VII

Ma mère n’aimait guère la fille aînée de Kharlov : elle la traitait de pimbêche. En effet Anne Martinovna ne venait presque jamais lui présenter ses devoirs et affectait dans ces rares occasions un maintien digne et froid, qui cadrait fort mal avec les bienfaits dont ma mère l’avait comblée : non contente en effet de payer sa pension, ne lui avait-elle pas trouvé un mari et offert le jour de ses noces un assignat de mille roubles et un cachemire jaune des Indes, encore beau bien qu’un peu fatigué ? Anne Martinovna était une femme de taille moyenne, mince, vive et rapide dans tous ses mouvements, avec une lourde chevelure rousse et un beau visage bronzé où deux petits yeux d’un bleu pâle faisaient une saillie étrange mais point choquante ; elle avait le nez fin et droit, les lèvres fines aussi et le menton pointu. Chacun en la voyant devait se dire : « Fine mouche et méchante gale ! »

Il émanait pourtant de toute sa personne un charme indéfinissable que rehaussaient jusque aux grains de beauté semés sur son visage.

Debout devant moi, les mains cachées sous son fichu, elle me toisait en tapinois. Un petit sourire malveillant errait sur ses lèvres et sur ses joues à l’abri de ses longs cils. « Voyez-moi le beau fils ! » semblait dire ce sourire. Chaque fois qu’elle respirait, ses narines se dilataient légèrement, ce qui ne laissait pas non plus de paraître bizarre. Malgré tout je me disais que si Anne Martinovna voulait de ses lèvres minces et rêches me donner un baiser, j’aurais de bonheur sauté au plafond. Je savais qu’elle était très sévère, très exigeante, que les paysannes et les filles de service la craignaient comme le feu. Rien n’y faisait : cette femme avait le don de troubler mes sens et mon cœur. Mais je venais d’avoir quinze ans, et à cet âge !…

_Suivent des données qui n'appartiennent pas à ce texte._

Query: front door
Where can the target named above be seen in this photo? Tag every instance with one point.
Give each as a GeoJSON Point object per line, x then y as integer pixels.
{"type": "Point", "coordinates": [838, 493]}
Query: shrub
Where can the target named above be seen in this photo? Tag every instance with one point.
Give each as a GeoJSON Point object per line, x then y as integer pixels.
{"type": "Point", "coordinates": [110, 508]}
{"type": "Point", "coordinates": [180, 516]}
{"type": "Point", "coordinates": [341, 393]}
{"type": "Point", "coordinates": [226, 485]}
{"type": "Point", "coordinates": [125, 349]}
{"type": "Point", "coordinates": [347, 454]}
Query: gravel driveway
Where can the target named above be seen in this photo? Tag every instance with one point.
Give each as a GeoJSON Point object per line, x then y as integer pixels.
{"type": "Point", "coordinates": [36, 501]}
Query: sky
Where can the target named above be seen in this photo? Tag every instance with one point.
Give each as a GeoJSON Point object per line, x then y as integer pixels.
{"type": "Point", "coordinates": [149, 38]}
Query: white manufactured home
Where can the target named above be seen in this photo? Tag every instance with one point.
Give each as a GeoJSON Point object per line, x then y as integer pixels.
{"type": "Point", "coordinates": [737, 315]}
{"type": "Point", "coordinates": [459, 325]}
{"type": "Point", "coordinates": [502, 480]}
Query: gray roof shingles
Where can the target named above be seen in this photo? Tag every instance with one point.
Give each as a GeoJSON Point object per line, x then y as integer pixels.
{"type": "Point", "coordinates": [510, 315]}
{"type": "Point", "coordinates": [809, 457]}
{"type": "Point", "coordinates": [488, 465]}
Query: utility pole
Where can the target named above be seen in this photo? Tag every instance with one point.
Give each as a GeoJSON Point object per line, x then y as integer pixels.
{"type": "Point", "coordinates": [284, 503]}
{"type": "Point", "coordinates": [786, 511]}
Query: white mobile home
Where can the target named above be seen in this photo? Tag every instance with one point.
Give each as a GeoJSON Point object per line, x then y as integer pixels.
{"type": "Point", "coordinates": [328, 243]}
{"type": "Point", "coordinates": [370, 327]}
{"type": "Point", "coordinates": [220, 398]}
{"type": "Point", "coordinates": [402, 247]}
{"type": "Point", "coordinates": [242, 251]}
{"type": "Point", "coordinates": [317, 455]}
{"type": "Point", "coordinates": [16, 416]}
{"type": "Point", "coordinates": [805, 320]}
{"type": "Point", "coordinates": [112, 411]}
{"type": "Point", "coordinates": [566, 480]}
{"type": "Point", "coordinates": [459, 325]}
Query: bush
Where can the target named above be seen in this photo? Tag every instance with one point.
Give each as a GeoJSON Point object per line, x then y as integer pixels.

Martin Pétrovitch se secoua de nouveau.

– Anne, s’écria-t-il, tu devrais tapoter quelque chose sur le piano ; les jeunes messieurs aiment ça.

En promenant mes regards autour de la pièce, je découvris dans un coin un piteux semblant de clavecin.

– Comme vous voudrez, mon père, répondit Anne Martinovna. Seulement que puis-je jouer à monsieur ? Ça ne l’intéressera guère.

– Qu’est-ce qu’on t’a donc appris dans ta pension ?

J’ai tout oublié ; et puis les cordes sont cassées.

Anne Martinovna avait un timbre de voix fort agréable : sonore et légèrement plaintif, il rappelait le cri des oiseaux de proie.

– Eh bien alors, dit Martin Pétrovitch, qui se prit à rêver ; alors… voulez-vous voir ma grange à blé ? C’est très curieux. Volodka va vous conduire. Eh, Volodka, cria-t-il à son gendre qui continuait à promener son cheval dans la cour, Volodka, mène monsieur à la grange… et partout. Montre-lui toute la boutique… Quant à moi, si vous le permettez, je m’en vais faire un petit somme. Allons, au plaisir de vous revoir !

Il sortit et je l’imitai. Aussitôt Anne Martinovna se mit à desservir la table avec une précipitation qui tenait du dépit. Sur le seuil de la porte, je me retournai et lui fis un profond salut. Elle n’eut pas l’air de s’en apercevoir et se contenta de sourire, avec une malveillance encore plus accentuée.

Je pris mon cheval par la bride et je suivis à la grange le gendre de Kharlov. Comme il ne s’y trouvait rien de particulièrement curieux et que mon guide ne pouvait supposer chez un garçon de mon âge une grande passion pour les travaux des champs, nous gagnâmes la grande route en traversant le jardin.